Here is a lioness lazily walking,
and another upside-down, pawing the sky, scratching her back in gravelly sand.
And cubs are hilariously, perilously playing with ears and mane and tufted tail
of a lordly male they’re bedeviling, but all he does is gigantically yawn and
go on grazing. Peace, no domestic or any other kind of violence in this utterly
placid scene.
Zebras meander and go on grazing,
none of them remotely spooked. Some lions even hang in mimosa trees, prominent
in their elevated torpor. And the zebras amble at their ease, unabashed,
unconcerned, utterly casual.
Now, of a sudden, there is a change.
Lions draped on boughs begin to clamber down. The great-maned lion who gazed
unseeing, blind to the superfluous horde ahead, shakes himself, winks away his
drowse. Other lions stir. They are hungering, no longer benevolent, lenient,
relaxed. They are undergoing currents of re-animated appetite. And then they
see, they see, innumerable zebras as—zebras—now.
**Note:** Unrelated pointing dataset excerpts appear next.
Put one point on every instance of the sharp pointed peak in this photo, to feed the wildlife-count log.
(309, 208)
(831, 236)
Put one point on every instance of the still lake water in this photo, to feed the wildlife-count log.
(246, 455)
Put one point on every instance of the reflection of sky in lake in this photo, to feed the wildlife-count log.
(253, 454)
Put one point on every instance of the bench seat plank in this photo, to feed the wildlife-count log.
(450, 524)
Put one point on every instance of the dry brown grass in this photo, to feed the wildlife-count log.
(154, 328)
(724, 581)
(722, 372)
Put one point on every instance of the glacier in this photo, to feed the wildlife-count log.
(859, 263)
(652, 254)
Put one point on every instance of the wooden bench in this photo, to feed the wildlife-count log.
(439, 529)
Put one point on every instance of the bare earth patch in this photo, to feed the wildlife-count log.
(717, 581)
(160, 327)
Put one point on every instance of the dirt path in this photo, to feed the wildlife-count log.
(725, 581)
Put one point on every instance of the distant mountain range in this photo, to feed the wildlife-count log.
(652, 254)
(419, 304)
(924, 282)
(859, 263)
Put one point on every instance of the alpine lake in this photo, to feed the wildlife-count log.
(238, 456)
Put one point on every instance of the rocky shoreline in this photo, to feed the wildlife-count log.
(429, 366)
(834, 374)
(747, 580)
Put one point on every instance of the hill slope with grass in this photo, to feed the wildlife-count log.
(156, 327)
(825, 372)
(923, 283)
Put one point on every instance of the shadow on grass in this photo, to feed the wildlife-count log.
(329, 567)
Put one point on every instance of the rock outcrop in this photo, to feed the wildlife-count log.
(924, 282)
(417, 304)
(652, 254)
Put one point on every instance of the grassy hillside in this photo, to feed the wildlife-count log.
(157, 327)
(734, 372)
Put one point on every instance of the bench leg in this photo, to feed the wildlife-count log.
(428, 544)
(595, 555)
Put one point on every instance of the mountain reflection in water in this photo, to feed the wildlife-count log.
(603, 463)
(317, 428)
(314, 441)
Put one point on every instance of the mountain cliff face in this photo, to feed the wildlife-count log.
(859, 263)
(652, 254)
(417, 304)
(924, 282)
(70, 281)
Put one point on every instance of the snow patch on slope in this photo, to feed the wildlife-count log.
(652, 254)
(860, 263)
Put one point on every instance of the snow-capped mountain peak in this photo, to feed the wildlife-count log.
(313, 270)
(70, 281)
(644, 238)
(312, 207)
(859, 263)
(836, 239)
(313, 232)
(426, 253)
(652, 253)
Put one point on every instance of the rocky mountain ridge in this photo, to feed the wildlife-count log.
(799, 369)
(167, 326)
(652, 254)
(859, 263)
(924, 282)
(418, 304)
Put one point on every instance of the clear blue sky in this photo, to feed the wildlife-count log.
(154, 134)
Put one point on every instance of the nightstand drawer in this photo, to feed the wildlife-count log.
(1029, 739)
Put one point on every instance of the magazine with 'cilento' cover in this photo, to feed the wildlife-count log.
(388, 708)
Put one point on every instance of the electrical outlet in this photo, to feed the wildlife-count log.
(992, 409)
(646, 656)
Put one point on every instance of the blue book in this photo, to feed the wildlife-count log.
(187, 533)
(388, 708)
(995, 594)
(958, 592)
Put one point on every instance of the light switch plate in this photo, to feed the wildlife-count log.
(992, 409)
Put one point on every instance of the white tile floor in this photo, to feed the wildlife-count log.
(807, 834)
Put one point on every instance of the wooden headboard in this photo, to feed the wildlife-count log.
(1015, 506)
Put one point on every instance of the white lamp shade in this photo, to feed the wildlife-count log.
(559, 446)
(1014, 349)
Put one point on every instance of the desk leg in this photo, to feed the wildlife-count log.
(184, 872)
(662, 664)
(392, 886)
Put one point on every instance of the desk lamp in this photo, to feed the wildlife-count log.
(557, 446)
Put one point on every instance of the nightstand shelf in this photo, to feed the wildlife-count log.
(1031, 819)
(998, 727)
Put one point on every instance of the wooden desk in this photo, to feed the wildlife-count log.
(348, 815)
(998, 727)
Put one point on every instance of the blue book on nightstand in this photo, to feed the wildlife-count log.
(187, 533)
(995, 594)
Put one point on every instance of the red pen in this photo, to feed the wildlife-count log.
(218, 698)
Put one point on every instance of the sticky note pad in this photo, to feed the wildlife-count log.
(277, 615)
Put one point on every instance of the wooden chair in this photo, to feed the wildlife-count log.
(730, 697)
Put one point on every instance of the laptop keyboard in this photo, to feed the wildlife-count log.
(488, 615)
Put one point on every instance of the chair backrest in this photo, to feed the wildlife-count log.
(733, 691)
Here is how: in that intervening
placid stage, when they had fed, gorged more than enough, the lions saw their
neighbors as a kind of horse, a horse with stripes or—they thought, in such a
satisfied state—bars.. Each zebra-horse was in a cell or a cage, inside mobile
metal enclosures. Who would charge iron bars, pounce on four-footed moving cars
impervious to fang or leonine claw?
But then, after a while, a pang of
risen hunger gnaws, releasing an efficient hormone secretion, called tapetum,
in the iris of the lion’s eye. This whole pride can no longer detect or
distinguish the color black—the color of the bars, or stripes. Staring at the
zebras, the lions growl, “They are out!”—free for the taking, loose on the
plains, in the sudden transforming blink of their eye.
The zebras sense something new in
the air. They tremble; their skin ripples, quivers, you could say crawls. The
adrenalized herd is preparing to flee, to follow old courses of flight and
chase. Something in the wind, in the landscape, appalls them. They move in a
body, restless, nerve-taut, escaping this place, away from hollow fellowship,
feigned peace, false love. They no longer shuffle, they run, they prance, they
flee.
The zebras never master this
recurrent disaster, the sudden change from friend to foe; they tend to forget
what they otherwise know.
Moral: A friend’s not a friend, tried and true, if half the time he turns on you.